– С лица воду не пить.
Эспер навещал его, подбадривал. Калинников не унывал:
– Митька, друг, про горбуна рассказывал. Как его звали-то? Урод такой был, забыл, как звали…
– Квазимодо? – подсказал Эспер.
– Может, и так. Митька страсть как книжки любил. Мать, бывалыча, его ищет, а тот спрячется и сидит цельный день, пока братья в поле. Митька мне говорил про этого-то, горбатого урода. Дескать, в цыганку влюбился. И она им не побрезговала. Так, думаю, и на мою долю цыганочка найдется, – морщась от боли, смеялся, обнажая крепкие зубы.
Надо отметить, что Калинников, на удивление медсестрам, больше интересовался не своей внешностью, а тем, что творилось на фронте. Узнав, что французы после поражения Нивеля забунтовали, он впервые задался вопросом:
– Они за себя воюют, а мы за кого?
Отречение царя, случившееся месяцем раньше, солдаты встретили с некоторой растерянностью. Тем не менее, выслушав объяснения офицеров, приняли присягу Временному правительству. Но сомнения в компетентности генералов усилились. Сначала зароптали французы, а позже недовольство распространилось и на русские бригады.
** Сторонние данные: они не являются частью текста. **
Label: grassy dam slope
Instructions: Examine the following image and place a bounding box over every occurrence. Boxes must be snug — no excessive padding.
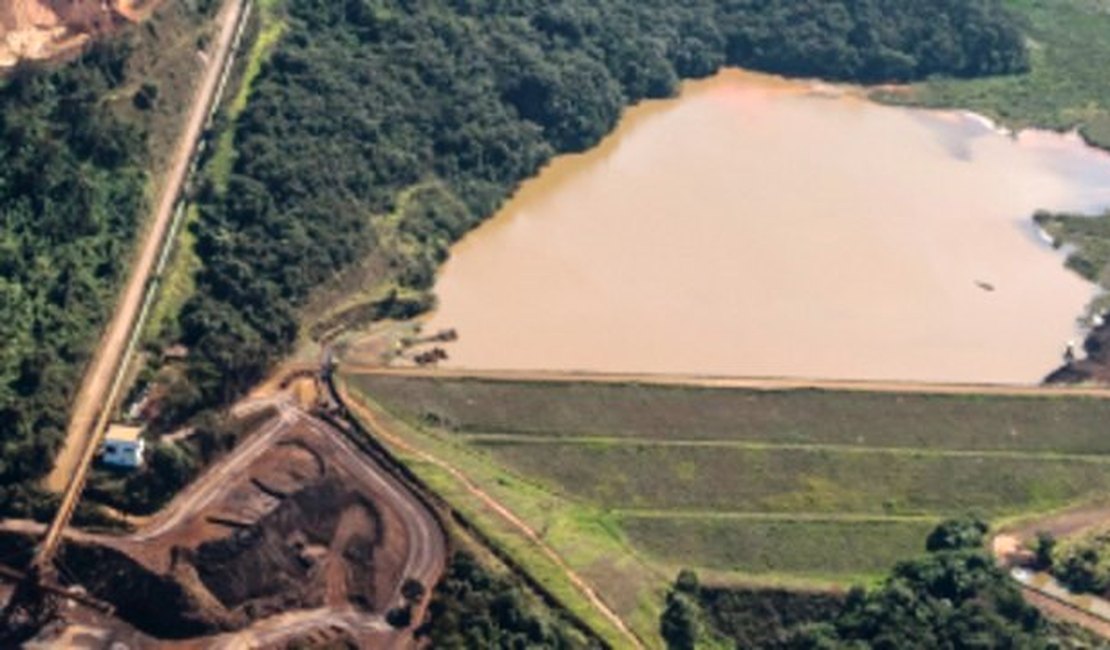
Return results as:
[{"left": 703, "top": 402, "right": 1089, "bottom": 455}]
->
[{"left": 345, "top": 374, "right": 1110, "bottom": 636}]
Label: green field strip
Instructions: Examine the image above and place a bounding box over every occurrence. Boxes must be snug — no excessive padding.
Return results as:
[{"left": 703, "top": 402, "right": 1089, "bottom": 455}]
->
[
  {"left": 622, "top": 516, "right": 936, "bottom": 582},
  {"left": 472, "top": 443, "right": 1110, "bottom": 517},
  {"left": 351, "top": 375, "right": 1110, "bottom": 455},
  {"left": 457, "top": 433, "right": 1110, "bottom": 463},
  {"left": 609, "top": 508, "right": 942, "bottom": 524}
]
И вот тогда пациент, приунывший было, оживился и стал чаще просить зеркало. Может, медсестра какая-то приглянулась, может, весна в нем заговорила, но только обрадовался «русский Квазимодо», узнав, что его транспортируют в Париж для последующих операций у специалистов. Дивизионный врач Рейтборже решил: парень молодой, надо его отправить в столицу, там врачи с именем, вылечат! Этого-то самарского паренька, вынесенного с линии огня, беспомощного, полуслепого, и должен был доставить Эспер Якушев в бывший отель «Карлтон».
* * *
– Прибыли! – весело сказал Эспер, открывая дверцы кузовного отсека. – Как вы? Держитесь?
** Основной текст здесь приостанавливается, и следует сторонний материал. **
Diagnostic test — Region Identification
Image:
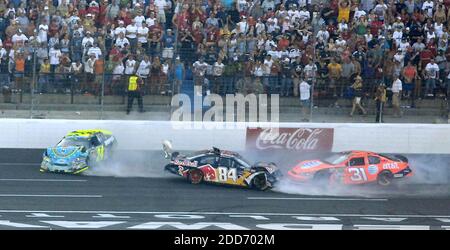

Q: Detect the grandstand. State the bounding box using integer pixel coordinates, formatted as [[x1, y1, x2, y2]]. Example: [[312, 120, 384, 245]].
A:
[[0, 0, 450, 122]]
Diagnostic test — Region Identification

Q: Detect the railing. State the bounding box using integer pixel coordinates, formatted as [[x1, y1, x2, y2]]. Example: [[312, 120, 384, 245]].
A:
[[0, 70, 448, 120]]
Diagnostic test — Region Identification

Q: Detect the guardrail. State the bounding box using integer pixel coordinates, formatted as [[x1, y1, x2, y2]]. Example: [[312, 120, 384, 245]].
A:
[[0, 119, 450, 154]]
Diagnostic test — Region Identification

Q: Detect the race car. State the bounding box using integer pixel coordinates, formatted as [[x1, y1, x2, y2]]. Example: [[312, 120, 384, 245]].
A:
[[40, 129, 117, 174], [288, 151, 412, 186], [163, 141, 281, 190]]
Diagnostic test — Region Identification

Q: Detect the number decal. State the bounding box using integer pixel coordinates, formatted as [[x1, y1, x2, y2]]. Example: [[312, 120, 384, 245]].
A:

Василий и Жиль молчали, переезд давался им тяжело. Лишь неугомонный Калинников выдавил из себя знакомое:
– Са ва, – и, подумав, добавил: – Са ва тре бьен [25] Са ва тре бьен (ça va trés bien, фр.) – все хорошо, все очень хорошо.
.
В Реймсе их ждал санитарный поезд-микст, то есть с вагонами для лежачих и сидячих раненых. Погрузка прошла относительно быстро и слаженно. Врачи, медсестры, снабженные многочисленными инструкциями, успевали сортировать пассажиров. Тяжелые и легкие, направленные на реабилитацию, не должны были находиться вместе во избежание моральных страданий для тяжелораненых.
После коротких переговоров Эспер убедил врача-координатора поместить всех в один вагон, который можно было бы назвать «микст» по степени поражения человеческого тела. Глядя, почти бесстрастно, на это средоточие боли, он вдруг ужаснулся жестокости своих мыслей: «Все они – калеки. Страдают и будут страдать, впадая в гнев, ярость, мучаясь от бессилия, обвинять генералов, требовать для них наказаний. Будут разрушаться, гнить заживо. Истязать своих близких, делая их несчастными, будут спиваться. Зачем их спасать? Сострадать им, зная последствия?» То, о чем он думал, было настолько кощунственным, нехристианским, черствым, настолько бесчеловечным, что иначе, как помутнением рассудка, было невозможно объяснить. Внезапно нахлынувший приступ тоски, незнакомой и непонятной, окончательно сбил с толку.
– Эспер, а у тебя подруга есть? Француженка небось? Ты мужик хоть куда. Мне-то вот теперича что делать? Где искать? – Николай, утомившись веселить вагонную публику, загрустил.
Постоянной подруги Эспер Якушев не имел. У него были лишь смутные очертания той, которую он когда-нибудь хотел назвать своей подругой. Однажды ему по ошибке попалась открытка, предназначенная санитару их взвода Бернару Ренье. На изображении – молодая парочка, его руки на ее талии, ее – на его шее. Целомудренная картинка, обрамленная цветочным вензелем. Надпись слащавая, что-то типа «лодка счастья скоро придет в свой порт». Но то, что он прочитал на обороте, обдало жаром и кольнуло ревностью:
« Позволю ли я себе сказать, что в твоих глазах видела любовь? Что твой взгляд выдавал волнение, ты весь горел… Это связывает наши души, я становлюсь рабой твоего взгляда, нашей любви. Это поглощает так, что уже не думаешь о себе. Это такое счастье, что даже слово „любовь“ не может объяснить то, что я чувствую. Только твое сердце единственное может обо всем догадаться. Любить, чтобы любить. Моя верность искренняя, что означает одновременно счастье, вечность и благородство волшебной силы любви. Тысячи поцелуев шлю моему любимому, дорогому мужу. Твоя навеки ».